Q5hasGitDir — file vs directoryGit submodules use .git file (not directory). Current check info.IsDir() misses submodule case. Minor fix needed. See "hasGitDir — file vs directory".

Known Limitations & Future Work

Module Groups — Conscious Rejection

Current design: all modules release with the same version. Future work: grouping mechanism. Revised after adversarial debate (see "Zero-config doesn't scale to 40+ modules").

Module groups are not future work — they are a rejected concept. One product = one version = one gover. If modules need independent versions, they are independent products and should be managed independently (separate gover instance or separate repo).
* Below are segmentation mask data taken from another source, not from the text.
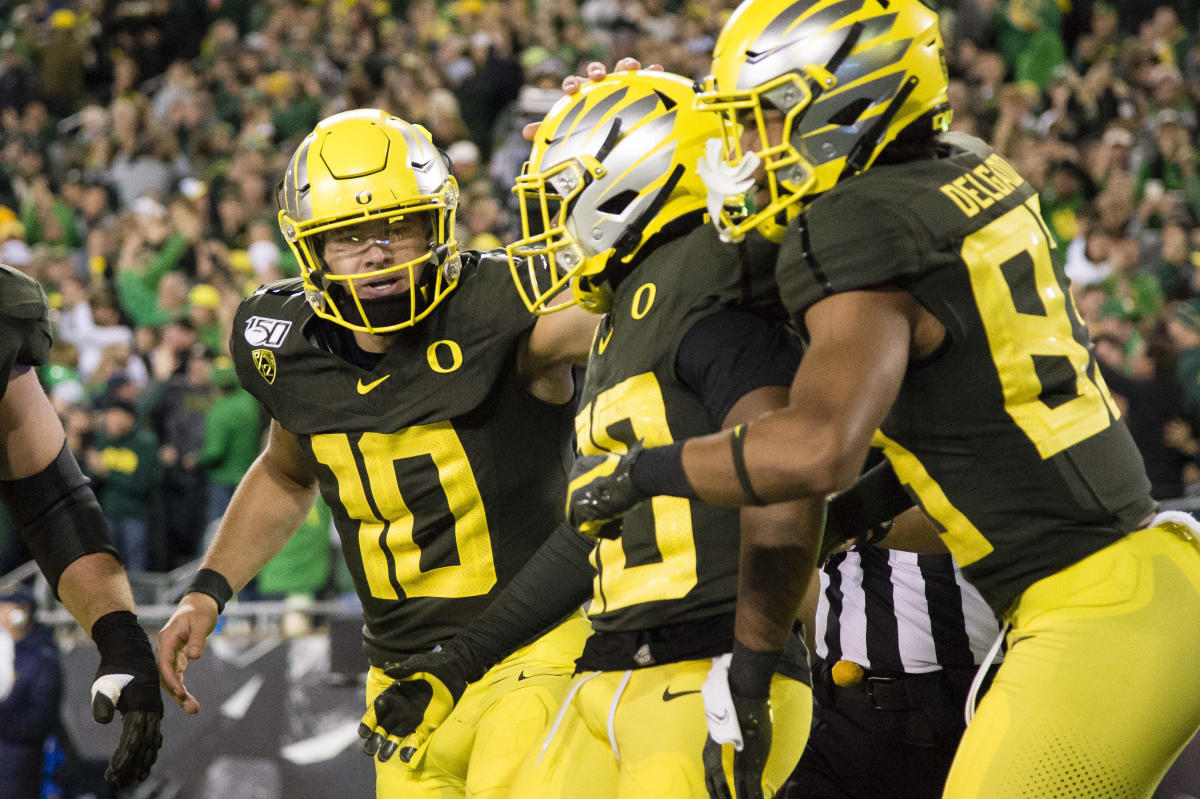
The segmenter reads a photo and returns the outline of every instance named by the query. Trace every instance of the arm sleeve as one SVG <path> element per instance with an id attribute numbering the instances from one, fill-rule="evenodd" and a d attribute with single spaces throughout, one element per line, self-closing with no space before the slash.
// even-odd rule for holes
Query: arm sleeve
<path id="1" fill-rule="evenodd" d="M 748 311 L 725 310 L 688 329 L 675 353 L 675 375 L 720 426 L 742 397 L 764 386 L 790 386 L 800 344 L 787 329 Z"/>
<path id="2" fill-rule="evenodd" d="M 458 634 L 490 668 L 575 612 L 591 595 L 593 542 L 555 528 L 487 610 Z"/>
<path id="3" fill-rule="evenodd" d="M 830 500 L 825 533 L 849 541 L 891 521 L 915 504 L 896 477 L 891 462 L 885 460 Z"/>

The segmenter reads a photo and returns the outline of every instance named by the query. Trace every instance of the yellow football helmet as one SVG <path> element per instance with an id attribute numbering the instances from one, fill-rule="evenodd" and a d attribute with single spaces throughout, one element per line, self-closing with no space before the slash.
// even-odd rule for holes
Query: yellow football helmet
<path id="1" fill-rule="evenodd" d="M 306 298 L 322 319 L 393 333 L 424 319 L 458 283 L 458 184 L 428 131 L 386 111 L 345 111 L 318 123 L 288 163 L 279 207 L 279 227 L 300 262 Z M 386 236 L 418 214 L 429 231 L 421 256 L 356 274 L 329 269 L 324 250 L 331 237 L 366 246 L 358 245 L 357 226 Z M 360 295 L 365 286 L 400 280 L 407 281 L 403 292 Z"/>
<path id="2" fill-rule="evenodd" d="M 576 303 L 604 313 L 647 239 L 688 214 L 702 224 L 695 166 L 721 121 L 694 99 L 691 81 L 642 70 L 589 83 L 550 109 L 513 189 L 521 238 L 506 248 L 533 313 Z M 550 282 L 539 286 L 542 265 Z M 551 304 L 568 284 L 572 298 Z"/>
<path id="3" fill-rule="evenodd" d="M 918 0 L 745 0 L 697 97 L 728 122 L 720 160 L 701 166 L 722 238 L 758 228 L 778 240 L 892 141 L 947 130 L 946 84 L 937 15 Z M 743 153 L 746 128 L 758 146 Z M 746 192 L 760 165 L 769 199 L 756 206 Z"/>

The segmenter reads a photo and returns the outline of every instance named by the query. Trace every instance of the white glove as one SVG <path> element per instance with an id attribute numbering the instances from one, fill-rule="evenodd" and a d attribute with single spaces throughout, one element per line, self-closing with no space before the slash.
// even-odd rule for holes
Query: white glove
<path id="1" fill-rule="evenodd" d="M 758 153 L 750 152 L 743 154 L 737 164 L 730 164 L 722 157 L 723 150 L 724 142 L 709 139 L 704 155 L 696 163 L 696 173 L 708 188 L 708 215 L 713 222 L 720 221 L 730 197 L 736 197 L 741 203 L 746 192 L 754 186 L 753 175 L 760 163 Z"/>
<path id="2" fill-rule="evenodd" d="M 740 752 L 742 728 L 738 725 L 733 695 L 729 692 L 729 661 L 732 658 L 732 654 L 726 653 L 712 659 L 712 668 L 708 670 L 704 685 L 700 686 L 700 697 L 704 700 L 708 736 L 719 744 L 733 744 Z"/>

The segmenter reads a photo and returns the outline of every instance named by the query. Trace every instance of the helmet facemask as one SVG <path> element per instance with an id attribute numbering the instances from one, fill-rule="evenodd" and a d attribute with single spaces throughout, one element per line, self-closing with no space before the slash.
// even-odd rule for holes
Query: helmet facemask
<path id="1" fill-rule="evenodd" d="M 778 240 L 786 225 L 778 217 L 812 192 L 816 169 L 793 145 L 792 131 L 812 105 L 814 79 L 833 82 L 828 73 L 804 79 L 789 72 L 745 91 L 718 92 L 710 76 L 696 96 L 698 110 L 718 113 L 724 122 L 721 146 L 710 146 L 699 166 L 709 187 L 708 212 L 722 240 L 740 241 L 756 228 Z M 743 151 L 748 128 L 756 132 L 758 147 Z M 760 169 L 761 184 L 752 180 Z"/>
<path id="2" fill-rule="evenodd" d="M 521 238 L 505 250 L 525 306 L 535 314 L 547 314 L 575 305 L 581 299 L 572 294 L 555 302 L 571 280 L 588 266 L 587 254 L 567 230 L 566 219 L 572 202 L 595 177 L 604 175 L 604 167 L 593 156 L 581 154 L 545 172 L 528 170 L 527 162 L 513 187 L 521 209 Z M 539 266 L 548 271 L 548 284 L 545 278 L 539 280 Z M 522 275 L 522 271 L 526 274 Z M 586 301 L 584 304 L 588 305 Z"/>
<path id="3" fill-rule="evenodd" d="M 778 240 L 791 219 L 890 142 L 949 123 L 937 16 L 917 0 L 837 5 L 746 0 L 714 50 L 697 108 L 725 122 L 701 164 L 722 238 L 757 228 Z M 743 153 L 742 134 L 757 133 Z M 758 178 L 758 202 L 747 192 Z"/>
<path id="4" fill-rule="evenodd" d="M 424 319 L 458 282 L 457 183 L 427 134 L 385 112 L 346 112 L 318 125 L 288 166 L 280 206 L 306 299 L 323 319 L 395 333 Z M 378 266 L 358 271 L 368 257 Z"/>
<path id="5" fill-rule="evenodd" d="M 606 312 L 647 241 L 684 217 L 702 223 L 691 167 L 720 123 L 693 97 L 677 75 L 622 72 L 551 109 L 513 189 L 521 238 L 507 248 L 533 313 Z"/>

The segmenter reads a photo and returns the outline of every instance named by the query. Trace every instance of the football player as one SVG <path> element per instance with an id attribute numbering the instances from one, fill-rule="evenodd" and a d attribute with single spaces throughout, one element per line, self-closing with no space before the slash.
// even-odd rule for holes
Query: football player
<path id="1" fill-rule="evenodd" d="M 787 410 L 614 457 L 573 517 L 823 496 L 874 438 L 1010 625 L 945 795 L 1149 796 L 1200 727 L 1200 695 L 1174 688 L 1200 678 L 1194 522 L 1155 516 L 1036 192 L 944 132 L 936 15 L 745 2 L 713 75 L 701 102 L 730 127 L 710 208 L 727 239 L 782 235 L 776 280 L 809 347 Z"/>
<path id="2" fill-rule="evenodd" d="M 46 295 L 0 264 L 0 499 L 54 595 L 100 650 L 92 717 L 121 712 L 121 740 L 105 778 L 144 780 L 162 745 L 154 653 L 100 504 L 32 367 L 50 353 Z"/>
<path id="3" fill-rule="evenodd" d="M 550 111 L 517 181 L 523 237 L 508 252 L 529 308 L 578 304 L 603 314 L 575 417 L 577 471 L 639 441 L 667 443 L 781 406 L 799 359 L 777 312 L 774 246 L 760 237 L 725 245 L 704 223 L 705 189 L 692 166 L 720 121 L 693 102 L 689 81 L 662 72 L 591 83 Z M 550 283 L 534 289 L 530 269 L 543 263 Z M 596 632 L 512 795 L 669 799 L 704 796 L 706 782 L 726 795 L 771 795 L 807 738 L 807 653 L 793 615 L 744 615 L 736 623 L 750 635 L 780 627 L 786 655 L 725 677 L 739 538 L 741 590 L 760 590 L 783 573 L 812 572 L 822 516 L 823 498 L 740 516 L 663 499 L 599 542 L 552 538 L 446 650 L 398 671 L 436 695 L 590 592 Z M 706 711 L 725 722 L 735 715 L 731 684 L 742 724 L 706 746 Z M 435 726 L 440 711 L 411 695 L 410 725 Z M 768 695 L 779 718 L 773 739 L 756 715 Z"/>
<path id="4" fill-rule="evenodd" d="M 164 684 L 199 709 L 188 661 L 319 491 L 362 600 L 360 733 L 379 796 L 504 795 L 565 693 L 588 629 L 578 610 L 396 758 L 386 730 L 399 689 L 386 672 L 483 610 L 559 523 L 570 367 L 586 360 L 594 322 L 577 311 L 535 325 L 502 252 L 458 249 L 447 160 L 384 111 L 322 121 L 279 199 L 303 276 L 245 300 L 232 340 L 241 384 L 273 417 L 269 441 L 159 634 Z"/>

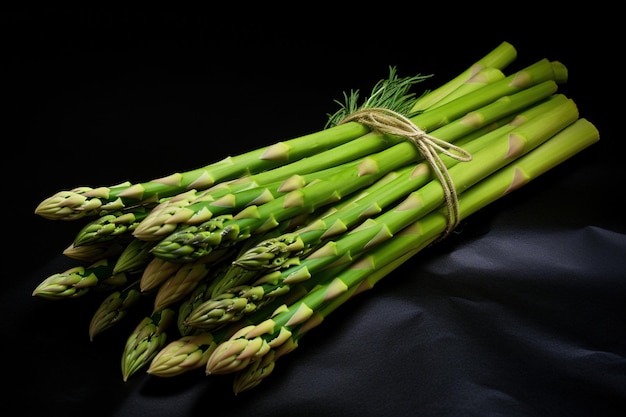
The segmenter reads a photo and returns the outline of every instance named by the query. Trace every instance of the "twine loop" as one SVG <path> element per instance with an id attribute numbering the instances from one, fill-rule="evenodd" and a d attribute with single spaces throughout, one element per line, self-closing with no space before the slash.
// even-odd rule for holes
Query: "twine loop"
<path id="1" fill-rule="evenodd" d="M 441 238 L 446 237 L 459 224 L 459 198 L 448 167 L 439 153 L 460 162 L 472 160 L 472 155 L 463 148 L 436 138 L 417 127 L 408 117 L 384 107 L 370 107 L 357 110 L 346 116 L 340 123 L 355 121 L 383 134 L 396 135 L 410 140 L 430 165 L 441 183 L 448 216 L 446 228 Z"/>

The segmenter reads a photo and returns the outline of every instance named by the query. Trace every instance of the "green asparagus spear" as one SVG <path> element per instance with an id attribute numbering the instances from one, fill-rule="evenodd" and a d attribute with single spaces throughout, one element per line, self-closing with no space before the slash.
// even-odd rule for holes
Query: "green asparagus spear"
<path id="1" fill-rule="evenodd" d="M 126 317 L 128 311 L 137 305 L 142 295 L 139 289 L 139 280 L 135 280 L 127 287 L 109 294 L 91 317 L 89 339 L 93 341 L 97 335 L 120 322 Z"/>
<path id="2" fill-rule="evenodd" d="M 117 259 L 102 259 L 89 266 L 75 266 L 44 279 L 33 296 L 60 300 L 82 297 L 94 288 L 109 289 L 126 284 L 126 271 L 114 272 Z"/>
<path id="3" fill-rule="evenodd" d="M 176 322 L 171 308 L 145 317 L 126 340 L 122 354 L 122 376 L 127 381 L 139 369 L 148 366 L 154 356 L 167 344 L 167 331 Z"/>

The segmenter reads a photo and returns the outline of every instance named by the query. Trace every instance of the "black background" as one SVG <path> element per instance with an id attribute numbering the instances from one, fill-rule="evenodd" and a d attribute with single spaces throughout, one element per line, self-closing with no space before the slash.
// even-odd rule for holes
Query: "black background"
<path id="1" fill-rule="evenodd" d="M 393 7 L 392 7 L 393 6 Z M 3 406 L 52 416 L 621 416 L 626 410 L 623 44 L 617 13 L 479 5 L 14 8 L 2 14 Z M 383 8 L 384 7 L 384 8 Z M 571 7 L 571 6 L 567 6 Z M 90 342 L 96 298 L 32 297 L 78 225 L 34 215 L 321 129 L 388 74 L 434 88 L 500 42 L 569 70 L 600 142 L 474 214 L 327 318 L 258 387 L 139 373 L 136 322 Z"/>

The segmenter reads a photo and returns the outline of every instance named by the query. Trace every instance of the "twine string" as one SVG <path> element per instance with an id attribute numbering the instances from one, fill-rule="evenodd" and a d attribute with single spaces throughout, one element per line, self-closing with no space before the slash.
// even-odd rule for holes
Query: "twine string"
<path id="1" fill-rule="evenodd" d="M 346 116 L 341 123 L 350 121 L 362 123 L 379 133 L 406 138 L 417 147 L 443 188 L 444 202 L 448 215 L 446 217 L 446 228 L 441 238 L 451 233 L 460 221 L 459 198 L 454 181 L 452 181 L 448 172 L 448 167 L 446 167 L 439 154 L 441 153 L 460 162 L 471 161 L 472 155 L 459 146 L 427 134 L 409 118 L 384 107 L 370 107 L 357 110 Z"/>

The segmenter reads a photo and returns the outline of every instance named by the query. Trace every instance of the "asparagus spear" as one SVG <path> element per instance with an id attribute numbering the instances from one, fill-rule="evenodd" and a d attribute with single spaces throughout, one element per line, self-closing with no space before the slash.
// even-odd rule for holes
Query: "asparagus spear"
<path id="1" fill-rule="evenodd" d="M 150 251 L 153 246 L 152 242 L 144 242 L 139 239 L 131 240 L 117 258 L 113 273 L 140 271 L 152 259 Z"/>
<path id="2" fill-rule="evenodd" d="M 74 238 L 74 246 L 108 242 L 118 236 L 130 235 L 139 223 L 148 216 L 150 207 L 138 207 L 133 211 L 117 211 L 97 217 L 87 223 Z"/>
<path id="3" fill-rule="evenodd" d="M 374 86 L 372 106 L 384 106 L 397 111 L 410 108 L 414 94 L 408 90 L 425 77 L 398 78 L 395 68 L 390 68 L 388 80 Z M 207 189 L 220 182 L 254 174 L 289 162 L 299 160 L 321 151 L 350 142 L 368 132 L 359 123 L 327 127 L 301 137 L 271 146 L 255 149 L 236 156 L 229 156 L 202 168 L 174 173 L 164 178 L 131 184 L 125 182 L 111 187 L 76 187 L 60 191 L 43 200 L 35 213 L 54 220 L 75 220 L 84 216 L 102 215 L 136 206 L 157 203 L 160 199 L 187 190 Z M 357 147 L 358 149 L 358 147 Z"/>
<path id="4" fill-rule="evenodd" d="M 139 280 L 135 280 L 127 287 L 109 294 L 91 317 L 89 339 L 93 341 L 97 335 L 120 322 L 126 317 L 128 311 L 137 305 L 142 295 L 139 289 Z"/>
<path id="5" fill-rule="evenodd" d="M 494 67 L 486 67 L 473 74 L 468 78 L 463 84 L 459 85 L 454 91 L 451 91 L 437 103 L 430 106 L 430 108 L 439 107 L 443 104 L 446 104 L 452 100 L 455 100 L 470 91 L 474 91 L 480 87 L 483 87 L 487 84 L 490 84 L 494 81 L 499 81 L 504 78 L 504 72 L 502 72 L 499 68 Z"/>
<path id="6" fill-rule="evenodd" d="M 211 332 L 184 335 L 171 341 L 157 352 L 148 365 L 147 373 L 173 377 L 202 368 L 217 347 Z"/>
<path id="7" fill-rule="evenodd" d="M 166 331 L 176 321 L 171 308 L 154 312 L 143 318 L 130 334 L 122 354 L 122 376 L 127 381 L 139 369 L 147 366 L 167 343 Z"/>
<path id="8" fill-rule="evenodd" d="M 213 264 L 205 259 L 182 265 L 159 286 L 154 299 L 154 311 L 162 310 L 185 298 L 209 274 L 212 267 Z"/>
<path id="9" fill-rule="evenodd" d="M 336 126 L 284 142 L 229 156 L 202 168 L 147 182 L 125 182 L 110 187 L 80 186 L 60 191 L 43 200 L 35 213 L 52 220 L 75 220 L 84 216 L 100 215 L 128 207 L 153 204 L 159 199 L 190 189 L 203 189 L 220 181 L 227 181 L 273 168 L 300 159 L 320 150 L 332 148 L 367 133 L 358 123 Z"/>
<path id="10" fill-rule="evenodd" d="M 500 168 L 474 187 L 463 192 L 459 198 L 462 218 L 487 206 L 493 201 L 534 180 L 546 171 L 595 143 L 598 130 L 586 119 L 578 119 L 549 140 L 514 162 Z M 442 210 L 430 213 L 408 226 L 396 238 L 376 246 L 336 279 L 311 291 L 298 302 L 285 307 L 272 318 L 257 325 L 247 326 L 226 342 L 217 346 L 206 365 L 207 374 L 225 374 L 243 371 L 273 349 L 286 342 L 293 342 L 293 329 L 308 322 L 315 312 L 328 306 L 337 297 L 360 287 L 367 278 L 385 264 L 410 257 L 439 237 L 445 230 L 446 215 Z M 366 282 L 371 288 L 385 274 L 374 275 Z M 349 297 L 344 298 L 344 300 Z M 264 365 L 267 369 L 267 364 Z"/>
<path id="11" fill-rule="evenodd" d="M 44 279 L 33 296 L 60 300 L 82 297 L 94 288 L 108 289 L 128 281 L 126 271 L 114 272 L 116 259 L 102 259 L 89 266 L 75 266 Z"/>
<path id="12" fill-rule="evenodd" d="M 139 288 L 141 292 L 149 292 L 158 288 L 169 277 L 174 275 L 184 264 L 180 262 L 169 262 L 160 258 L 152 258 L 145 266 Z"/>
<path id="13" fill-rule="evenodd" d="M 529 87 L 521 92 L 518 92 L 514 95 L 508 97 L 507 100 L 503 98 L 496 100 L 495 102 L 482 107 L 479 110 L 468 113 L 465 117 L 457 119 L 455 122 L 449 123 L 446 126 L 439 128 L 433 132 L 433 135 L 441 139 L 456 139 L 458 137 L 463 136 L 464 134 L 469 133 L 470 131 L 476 130 L 479 126 L 485 125 L 487 123 L 491 123 L 507 113 L 513 113 L 520 108 L 528 106 L 530 103 L 539 101 L 543 98 L 546 98 L 550 94 L 556 91 L 556 84 L 552 81 L 545 81 L 543 83 L 538 84 L 537 86 Z M 506 97 L 506 96 L 505 96 Z M 370 139 L 374 139 L 374 143 L 380 143 L 381 141 L 374 135 L 366 135 L 362 138 L 359 143 L 359 148 L 363 146 L 363 144 Z M 327 178 L 327 175 L 332 175 L 336 173 L 341 166 L 334 165 L 333 154 L 339 153 L 339 148 L 333 149 L 330 154 L 326 155 L 329 152 L 322 152 L 319 155 L 316 155 L 311 158 L 307 158 L 306 160 L 300 160 L 294 162 L 290 165 L 296 166 L 293 169 L 293 172 L 309 172 L 311 165 L 311 161 L 315 161 L 317 159 L 322 159 L 323 161 L 333 161 L 332 170 L 324 170 L 324 171 L 314 171 L 312 174 L 312 178 L 316 178 L 318 180 Z M 350 144 L 350 149 L 346 150 L 346 153 L 354 151 L 355 148 L 353 144 Z M 368 148 L 367 154 L 370 153 L 374 149 Z M 282 168 L 287 168 L 289 166 L 283 166 Z M 276 171 L 276 170 L 272 170 Z M 260 179 L 264 174 L 272 174 L 272 171 L 260 173 L 255 177 L 256 184 L 263 184 L 265 181 Z M 327 171 L 331 171 L 328 173 Z M 288 172 L 291 174 L 292 172 Z M 271 178 L 284 178 L 284 174 L 276 176 L 272 174 Z M 307 175 L 303 176 L 305 181 L 309 182 L 310 179 Z M 288 179 L 291 181 L 291 177 Z M 188 202 L 186 204 L 180 205 L 170 205 L 169 203 L 164 206 L 163 209 L 155 209 L 148 216 L 147 219 L 143 220 L 140 225 L 136 228 L 134 235 L 142 240 L 157 240 L 162 239 L 165 235 L 173 233 L 176 230 L 176 227 L 184 224 L 199 224 L 205 220 L 208 220 L 215 215 L 220 215 L 224 213 L 234 213 L 238 208 L 242 208 L 247 205 L 259 205 L 264 202 L 269 201 L 275 197 L 278 197 L 282 193 L 286 193 L 287 191 L 293 191 L 294 187 L 285 187 L 284 181 L 279 181 L 276 189 L 272 189 L 273 186 L 264 188 L 260 187 L 260 189 L 253 188 L 241 191 L 240 193 L 234 194 L 226 194 L 221 195 L 221 198 L 214 200 L 209 199 L 208 201 L 200 201 L 200 202 Z M 221 191 L 221 190 L 220 190 Z M 245 194 L 245 195 L 242 195 Z M 242 198 L 243 197 L 243 198 Z M 178 200 L 180 201 L 180 200 Z"/>
<path id="14" fill-rule="evenodd" d="M 517 51 L 509 42 L 502 42 L 487 55 L 472 64 L 465 71 L 449 80 L 429 94 L 418 98 L 413 103 L 412 112 L 423 111 L 438 105 L 450 94 L 459 89 L 463 84 L 471 80 L 477 73 L 485 68 L 505 69 L 517 58 Z"/>

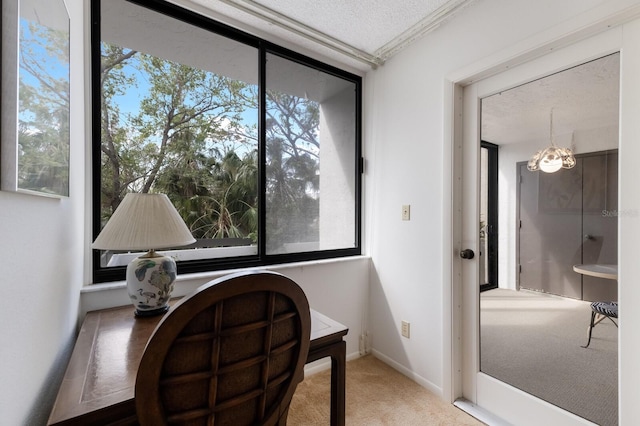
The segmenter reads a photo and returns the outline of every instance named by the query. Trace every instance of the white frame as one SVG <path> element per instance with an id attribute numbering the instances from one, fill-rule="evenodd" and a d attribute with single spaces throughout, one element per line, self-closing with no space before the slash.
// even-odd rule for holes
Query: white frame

See "Zero-config doesn't scale to 40+ modules" for the full argument, changelog test, and precedents (PHP, JetBrains).

Rollback

With worktree-based release (see gover release), rollback is straightforward: gover release --abort removes the staging worktree and deletes local tags. Idempotent — deletes what exists, ignores what doesn't. No state file to corrupt.

Previous limitation (RFC-001): "If multirelease creates tags but push fails, tags remain locally. No automatic rollback." This is resolved by the worktree approach and explicit --abort.